Examples of molecular carriers/drug delivery: penicillin (left) or cephalosporine (right)

4.3. Complexes

The ion complexation by calixarene derivatives has been the subject of numerous studies and is widely used in the separation and extraction of metal ions, sensors material or catalysts. They are good carriers for cations due to their cyclic structure with different sizes of cavities and the many possibilities of functionalization. These functional arms, endowed of electron donating groups, coupled to the organizational capacity of calixarene, allow generating a conducive environment to the ion’s reception.

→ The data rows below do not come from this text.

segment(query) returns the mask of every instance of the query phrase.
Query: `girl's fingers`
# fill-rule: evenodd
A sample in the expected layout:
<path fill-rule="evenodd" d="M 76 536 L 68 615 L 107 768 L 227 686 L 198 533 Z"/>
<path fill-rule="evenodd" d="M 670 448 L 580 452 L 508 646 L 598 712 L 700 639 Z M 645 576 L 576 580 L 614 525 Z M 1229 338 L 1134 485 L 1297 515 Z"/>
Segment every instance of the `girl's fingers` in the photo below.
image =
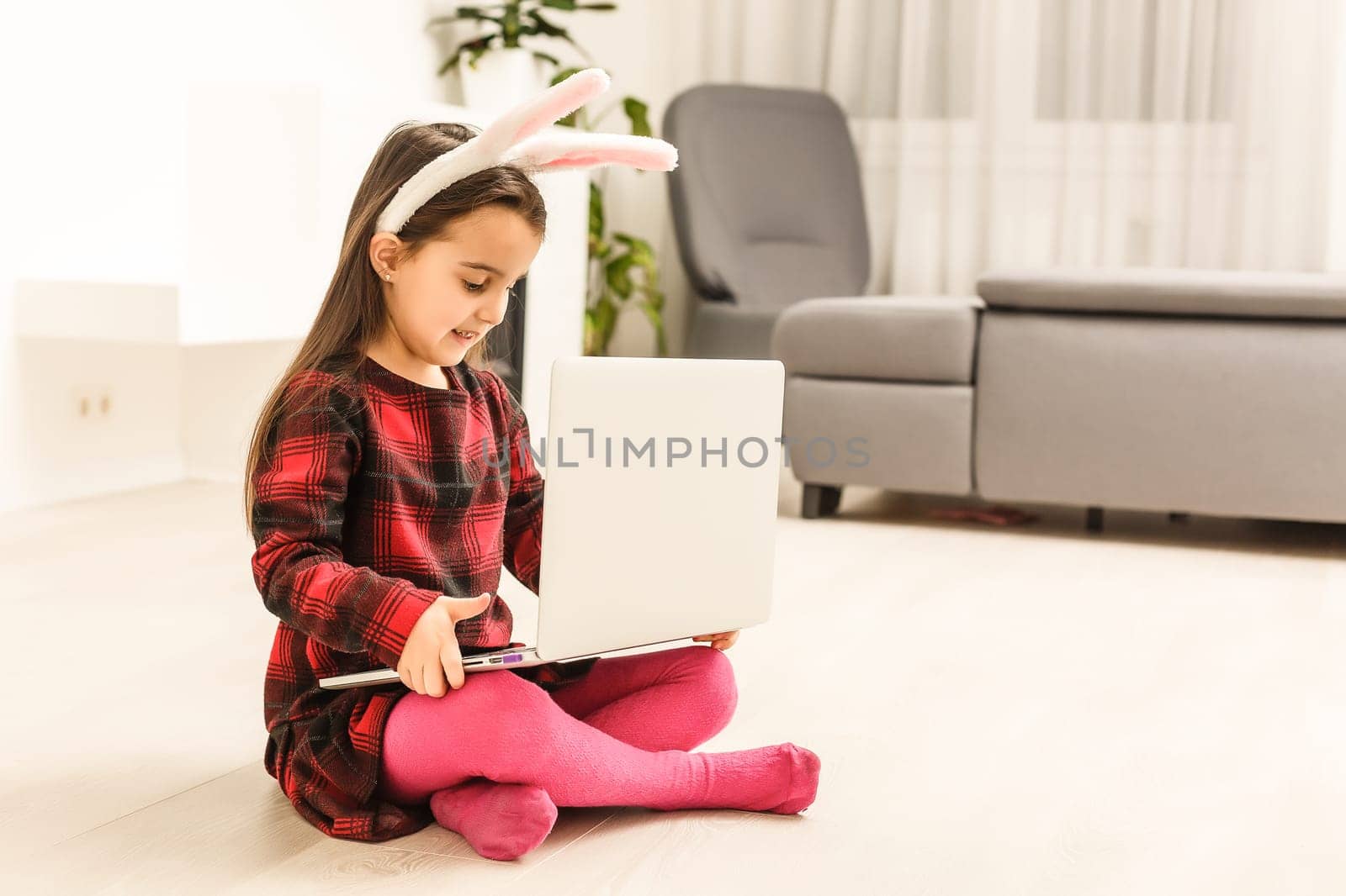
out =
<path fill-rule="evenodd" d="M 444 683 L 444 667 L 435 657 L 425 663 L 425 693 L 431 697 L 443 697 L 448 686 Z"/>
<path fill-rule="evenodd" d="M 440 667 L 444 674 L 448 675 L 448 686 L 454 690 L 462 687 L 467 677 L 463 671 L 463 654 L 458 650 L 458 642 L 450 642 L 444 644 L 444 648 L 439 651 Z"/>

In this sense, researchers have developed complex structures of mononuclear copper ^[73][74][163,164] (Figure 6) for their antibacterial activities against Gram-positive (B. subtilis, B. cereus, E. faecalis (clinic sample), S. aureus) and Gram-negative bacteria (E. coli, E. coli, P. aeruginosa, Proteus vulgaris) or binuclear ^[75][166] (Figure 6) active against Gram-positive S. albus and Gram-negative E. coli. On the other hand, the thiosemicarbazide moieties and their thiosemicarbazone derivatives known for their ability to coordinate with transition metals by bonding with sulfur and nitrogen atoms [167,168] allowed the development of cobalt (II), nickel (II), copper (II), or zinc (II) complexes.

Figure 6. Examples of mononuclear copper (left) and binuclear copper (right) complexes

Examples of mononuclear copper (left) and binuclear copper (right) complexes

5. Conclusions

Calixarenes have already come a long way since A. von Baeyer in 1872 and have found their place in many fields of study and applications. Thanks to their great flexibility (functionalization and spatial organization), the Man of Art knew how to modulate them in order to confer remarkable activities. The crucial lack of new antibiotics associated with the alarming increase in bacterial resistance requires a major effort in the search for new therapeutic strategies, and it appears that the calixarene structure finds its place there. The researchers have thus designed many structures carrying intrinsic activity, activity linked to the possibility of releasing active principles or to the formation of metal ion complexes. From average to very good, these activities make it possible to determine structure–activity relationships and to direct researchers towards structures with higher potential. For example, many works report the development of cationic calixarenes with an original mechanism of action based on electrostatic interactions with the bacterial cell wall. The very interesting results highlighted could lead to improvement in future work. The exceptional modularity (regioselective polyfunctionalization and multiple conformations) of the calixarene structure can still allow researchers to shape their structures in order to further increase the affinities with the targets of action sought, to broaden the spectrum of action, or, on the contrary, to target more specific strains.